The University has about 5,300 students (2016). It emerged from the former College of Education and belonged from 1973 to 1995 to the University of Osnabrück. From 1995 to 2010 it officially had the status of a "Scientific University of the State of Lower Saxony with university status". After a change of the Lower Saxony Higher Education Act, since June 2010 it may now officially call itself a university. Vechta as a place of study already exists since 2 August 1830 with the establishment of a normal school for the Grand Duchy of Oldenburg. The international name of the University of Vechta is University of Vechta. The emphasis is historically conditioned in the areas of teacher training and Catholic theology.

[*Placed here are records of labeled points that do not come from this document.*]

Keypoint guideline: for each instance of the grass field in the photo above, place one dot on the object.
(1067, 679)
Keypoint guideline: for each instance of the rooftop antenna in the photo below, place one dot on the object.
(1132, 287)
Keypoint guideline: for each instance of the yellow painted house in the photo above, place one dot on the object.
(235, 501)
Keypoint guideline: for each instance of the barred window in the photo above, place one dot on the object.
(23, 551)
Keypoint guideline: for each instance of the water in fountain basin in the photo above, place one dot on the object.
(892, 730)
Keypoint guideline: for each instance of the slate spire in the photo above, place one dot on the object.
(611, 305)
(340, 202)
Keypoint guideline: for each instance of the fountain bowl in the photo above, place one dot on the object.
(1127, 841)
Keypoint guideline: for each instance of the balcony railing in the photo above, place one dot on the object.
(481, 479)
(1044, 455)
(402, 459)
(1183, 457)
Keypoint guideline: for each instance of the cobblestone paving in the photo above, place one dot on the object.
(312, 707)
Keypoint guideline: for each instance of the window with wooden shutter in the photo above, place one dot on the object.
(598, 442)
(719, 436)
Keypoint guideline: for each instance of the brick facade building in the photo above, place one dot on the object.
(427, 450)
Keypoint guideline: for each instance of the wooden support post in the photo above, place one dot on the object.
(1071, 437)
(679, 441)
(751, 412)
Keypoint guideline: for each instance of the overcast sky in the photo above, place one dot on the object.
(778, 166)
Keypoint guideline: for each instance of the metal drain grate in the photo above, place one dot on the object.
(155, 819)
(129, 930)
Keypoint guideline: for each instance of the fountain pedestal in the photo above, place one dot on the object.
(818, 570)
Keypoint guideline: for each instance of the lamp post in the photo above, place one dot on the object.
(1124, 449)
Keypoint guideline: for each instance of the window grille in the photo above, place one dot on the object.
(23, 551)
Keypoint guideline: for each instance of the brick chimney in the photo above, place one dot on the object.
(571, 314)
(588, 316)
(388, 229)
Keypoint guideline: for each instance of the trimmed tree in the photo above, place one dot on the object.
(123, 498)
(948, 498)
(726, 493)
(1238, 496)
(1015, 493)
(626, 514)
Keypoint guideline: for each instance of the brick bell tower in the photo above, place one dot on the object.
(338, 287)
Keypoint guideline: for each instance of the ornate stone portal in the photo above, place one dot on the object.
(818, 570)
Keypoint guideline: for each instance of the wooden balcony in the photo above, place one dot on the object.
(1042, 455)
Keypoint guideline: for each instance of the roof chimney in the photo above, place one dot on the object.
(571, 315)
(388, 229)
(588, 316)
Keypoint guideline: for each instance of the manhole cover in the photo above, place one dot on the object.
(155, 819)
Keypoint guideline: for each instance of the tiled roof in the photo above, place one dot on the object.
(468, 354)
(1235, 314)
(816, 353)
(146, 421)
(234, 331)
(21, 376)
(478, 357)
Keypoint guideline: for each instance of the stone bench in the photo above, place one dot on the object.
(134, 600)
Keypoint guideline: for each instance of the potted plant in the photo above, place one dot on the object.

In 1830, the normal school for the education of Catholic elementary school teachers in the state of Oldenburg was founded, which was expanded in 1861 as a teacher training college. 1928 was the opening of the educational course in Vechta. On April 1, 1941, the "Oldenburgische Lehrerbildungsanstalt Vechta i. O. ", to whose housing the Dominikanerkloster Füchtel was confiscated. After the end of the Nazi period it was re-established (on 19 March 1946) as a confessionally bound State Pedagogical Academy Vechta. After the incorporation of Oldenburg in the Land of Lower Saxony on November 1, 1946, the Pedagogical Academy was transferred by decree of December 31, 1947 in the University of Education Vechta (PH Vechta). In 1965, the Lower Saxony Concordat guaranteed the education of Catholic teachers in Vechta. In 1969, the eight educational colleges in Lower Saxony were united to form the Lower Saxony University of Education. In 1973, the PH Vechta department / location of the newly founded University of Osnabrück. In the meantime the existence was massively endangered; in 1987 it even came to the recommendation of the Science Council to close the college.
The Vechta site became an independent university with its own study profile and focus on teacher training in 1995 under the name "Vechta University". With independence, several other programs have been established, including gerontology, cultural studies and geography. From October 2003, the courses were switched to the Bachelor / Master structure envisaged in the Bologna Process. The university began by transforming teacher education into two consecutive degree programs. The first graduates of the new form of teacher training received the certificates in August 2007. Thus Vechta University of Applied Sciences was among the first universities in Germany to graduate with a Master of Education (M.Ed.).
In October 2005, the former University of Applied Sciences Vechta merged with the Catholic University of Applied Sciences North Germany (KFH), which also resides locally. At the same time, the degree programs previously offered at the KFH and the gerontology and education courses offered at the university have been converted into new Bachelor's and Master's degree programs; the previous programs in the field of environmental sciences were discontinued.
After amendment of the Lower Saxony Higher Education Act, the name was changed to "University of Vechta" in 2010; this is linked to the right to doctorate or habilitate researchers. Already at the University of Applied Sciences Vechta, however, they were able to become Dr. med. phil. or dr. rer. nat. doctorate.